Être à la hauteur pour Tata et Tonton

Tata Fatiah et Tonton Patrick ont déjà un fils, Stéphane, âgé de 18 ans. Ils accueillent aussi un autre jeune depuis 8 ans, Farès, qui a 14 ans. Nous n’avons pas des relations exceptionnelles, mais on s’entend bien, c’est le principal. C’est avec lui que je partage ma chambre. La décoration n’est pas trop à mon goût, mais ça m’est égal. Tous les soirs, on mange en famille, on se raconte nos journées, on rigole. Avoir un rythme a vraiment changé ma vie. Maintenant, je dors toujours avant minuit et j’ai compris que je pouvais faire des choses, et d’autres non. Souvent, Tata me dit «reste à côté de la maison« ou «fais attention à toi». Certains jeunes ne comprennent pas, mais ce n’est pas pour les embêter. Cela veut juste dire qu’on t’attend, qu’on pense à toi. Moi, ça me remonte le moral quand on me dit ça.

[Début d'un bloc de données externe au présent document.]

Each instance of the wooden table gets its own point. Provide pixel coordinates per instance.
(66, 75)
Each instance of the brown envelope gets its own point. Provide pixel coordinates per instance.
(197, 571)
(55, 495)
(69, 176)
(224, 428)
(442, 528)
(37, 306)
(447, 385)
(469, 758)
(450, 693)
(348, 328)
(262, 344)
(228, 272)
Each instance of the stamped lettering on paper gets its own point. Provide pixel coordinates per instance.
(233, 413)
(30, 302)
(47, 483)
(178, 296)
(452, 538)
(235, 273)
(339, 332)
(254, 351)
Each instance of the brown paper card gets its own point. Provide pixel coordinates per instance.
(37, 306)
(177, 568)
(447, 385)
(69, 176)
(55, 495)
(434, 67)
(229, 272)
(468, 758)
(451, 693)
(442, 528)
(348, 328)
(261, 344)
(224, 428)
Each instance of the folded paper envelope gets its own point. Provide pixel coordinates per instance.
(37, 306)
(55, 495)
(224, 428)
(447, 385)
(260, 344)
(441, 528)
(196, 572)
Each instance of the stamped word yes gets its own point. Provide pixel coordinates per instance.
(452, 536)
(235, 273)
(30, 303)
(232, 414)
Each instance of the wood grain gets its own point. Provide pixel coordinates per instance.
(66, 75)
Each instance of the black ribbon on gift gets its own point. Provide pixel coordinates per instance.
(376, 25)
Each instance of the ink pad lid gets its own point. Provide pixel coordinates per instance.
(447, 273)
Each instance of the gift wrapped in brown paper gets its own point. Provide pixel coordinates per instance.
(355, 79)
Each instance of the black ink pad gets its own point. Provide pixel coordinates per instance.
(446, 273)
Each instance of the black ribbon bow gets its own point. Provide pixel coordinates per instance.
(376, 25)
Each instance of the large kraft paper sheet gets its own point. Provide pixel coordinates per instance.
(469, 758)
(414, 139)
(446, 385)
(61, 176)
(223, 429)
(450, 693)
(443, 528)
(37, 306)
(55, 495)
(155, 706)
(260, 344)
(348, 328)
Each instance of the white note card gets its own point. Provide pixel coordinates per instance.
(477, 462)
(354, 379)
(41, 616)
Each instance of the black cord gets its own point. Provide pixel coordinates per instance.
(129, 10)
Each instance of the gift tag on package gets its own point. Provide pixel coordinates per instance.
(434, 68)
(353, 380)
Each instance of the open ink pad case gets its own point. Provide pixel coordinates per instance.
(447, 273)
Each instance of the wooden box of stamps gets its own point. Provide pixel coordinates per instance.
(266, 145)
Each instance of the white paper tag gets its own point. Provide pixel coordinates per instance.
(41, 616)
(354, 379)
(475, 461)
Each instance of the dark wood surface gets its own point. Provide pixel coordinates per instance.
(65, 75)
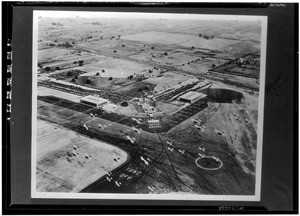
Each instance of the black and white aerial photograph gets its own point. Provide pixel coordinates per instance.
(147, 105)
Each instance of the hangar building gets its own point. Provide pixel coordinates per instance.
(191, 97)
(93, 101)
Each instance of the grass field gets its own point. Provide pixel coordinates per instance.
(59, 170)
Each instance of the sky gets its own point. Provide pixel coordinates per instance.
(130, 15)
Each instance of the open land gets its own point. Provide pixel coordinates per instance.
(146, 138)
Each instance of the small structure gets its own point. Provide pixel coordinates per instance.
(191, 97)
(93, 101)
(154, 123)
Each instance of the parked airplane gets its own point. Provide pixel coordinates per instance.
(181, 151)
(202, 149)
(151, 188)
(145, 161)
(199, 128)
(136, 120)
(195, 121)
(170, 143)
(171, 149)
(202, 155)
(132, 140)
(136, 129)
(219, 132)
(75, 154)
(88, 156)
(118, 183)
(116, 159)
(86, 127)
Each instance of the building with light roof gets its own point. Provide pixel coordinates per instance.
(93, 101)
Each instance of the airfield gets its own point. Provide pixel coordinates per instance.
(146, 138)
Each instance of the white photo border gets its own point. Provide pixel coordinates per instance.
(170, 196)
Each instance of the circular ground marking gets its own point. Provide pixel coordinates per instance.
(209, 163)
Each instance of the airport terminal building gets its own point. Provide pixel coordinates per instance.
(191, 97)
(93, 101)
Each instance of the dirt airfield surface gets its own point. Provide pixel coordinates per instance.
(146, 140)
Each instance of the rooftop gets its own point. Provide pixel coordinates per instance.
(93, 99)
(192, 95)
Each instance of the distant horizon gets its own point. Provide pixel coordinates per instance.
(150, 16)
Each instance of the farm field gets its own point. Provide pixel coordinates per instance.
(172, 106)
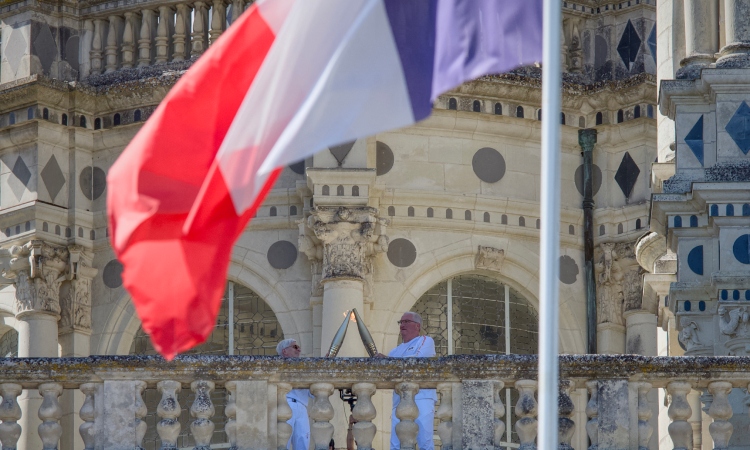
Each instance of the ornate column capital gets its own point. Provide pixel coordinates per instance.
(344, 238)
(36, 269)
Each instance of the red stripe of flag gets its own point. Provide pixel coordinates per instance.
(156, 181)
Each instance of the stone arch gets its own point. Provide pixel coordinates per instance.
(516, 272)
(123, 323)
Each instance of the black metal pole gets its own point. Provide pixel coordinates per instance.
(587, 141)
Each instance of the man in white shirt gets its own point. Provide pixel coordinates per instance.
(418, 346)
(297, 399)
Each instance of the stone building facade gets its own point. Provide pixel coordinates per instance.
(441, 218)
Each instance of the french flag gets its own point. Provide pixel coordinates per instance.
(289, 78)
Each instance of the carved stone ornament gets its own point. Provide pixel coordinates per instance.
(619, 282)
(36, 269)
(75, 295)
(489, 258)
(344, 239)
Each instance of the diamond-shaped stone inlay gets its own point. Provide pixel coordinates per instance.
(45, 47)
(629, 44)
(19, 183)
(651, 42)
(340, 151)
(15, 49)
(53, 177)
(739, 127)
(694, 140)
(627, 174)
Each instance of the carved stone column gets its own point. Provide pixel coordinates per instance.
(346, 237)
(36, 268)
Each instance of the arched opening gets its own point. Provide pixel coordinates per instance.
(475, 315)
(246, 325)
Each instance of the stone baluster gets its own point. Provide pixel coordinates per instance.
(679, 411)
(498, 413)
(128, 40)
(565, 424)
(721, 411)
(10, 413)
(140, 413)
(321, 412)
(218, 20)
(445, 415)
(145, 41)
(363, 412)
(96, 47)
(50, 413)
(644, 415)
(163, 33)
(199, 29)
(113, 42)
(168, 411)
(407, 412)
(592, 412)
(181, 29)
(283, 413)
(88, 415)
(737, 32)
(230, 410)
(526, 409)
(202, 409)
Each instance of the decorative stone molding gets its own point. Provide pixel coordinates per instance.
(75, 299)
(35, 268)
(619, 282)
(343, 239)
(489, 258)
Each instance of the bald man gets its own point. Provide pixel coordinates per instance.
(417, 346)
(297, 400)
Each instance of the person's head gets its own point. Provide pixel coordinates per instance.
(288, 348)
(410, 325)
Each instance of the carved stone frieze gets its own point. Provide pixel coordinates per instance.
(36, 268)
(489, 258)
(619, 282)
(342, 239)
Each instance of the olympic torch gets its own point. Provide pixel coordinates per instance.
(365, 335)
(338, 338)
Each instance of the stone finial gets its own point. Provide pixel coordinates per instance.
(283, 414)
(490, 258)
(168, 410)
(407, 412)
(363, 412)
(35, 268)
(587, 139)
(321, 412)
(10, 414)
(202, 410)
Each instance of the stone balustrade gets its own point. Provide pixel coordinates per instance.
(471, 413)
(159, 32)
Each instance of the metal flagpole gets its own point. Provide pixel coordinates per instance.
(549, 245)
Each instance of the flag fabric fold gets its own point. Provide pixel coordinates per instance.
(286, 80)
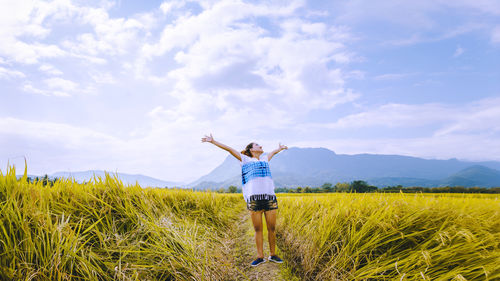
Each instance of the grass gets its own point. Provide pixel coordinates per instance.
(391, 236)
(104, 230)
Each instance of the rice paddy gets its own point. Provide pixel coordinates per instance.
(103, 230)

Lana aussi ça l’a bien aidé d’être placée. Surtout après ce qu’elle avait vécu ! “Hôtels, foyers, famille d’accueil, j’ai enfin une vie stable”

J’ai tissé une relation forte avec Tata, je lui raconte ma vie d’avant, mon histoire avec mes potes, avec ma copine Sarah. Enfin pas tous les détails, c’est perso. Je la surnomme comme ça pour lui montrer mon respect et lui donner une marque d’affection. Elle est gentille et aimante, je ne peux pas l’appeler par son prénom. Je ne la prends jamais dans mes bras, je suis trop timide. Mais si elle me le demandait, je le ferais direct.

La voir partir au travail tous les matins et être tout le temps très active me donne envie de réussir. Plus tard, j’aimerais travailler dans l’électronique, réparer des téléphones. Je regarde des vidéos sur Youtube et prends des conseils auprès des techniciens d’Apple. Maintenant, je sais changer une batterie et débloquer des codes. Mais pour l’instant, j’ai un autre objectif : en septembre, je veux retourner au lycée. Je vais à la bibliothèque tous les jours pour lire, même si je n’aime pas. J’ai envie d’être à la hauteur. J’appréhende beaucoup, ça m’empêche parfois de dormir, mais Tata et Tonton savent me rassurer. J’ai aussi subi deux opérations qui m’ont permis de troquer le fauteuil roulant contre des béquilles. Je fais de la rééducation et selon comment mon cerveau donnera les ordres, je pourrai peut-être remarcher un jour.

C’est le tout début de mon histoire. Mais une chose est certaine : être placé en famille m’a permis de retrouver le bon chemin.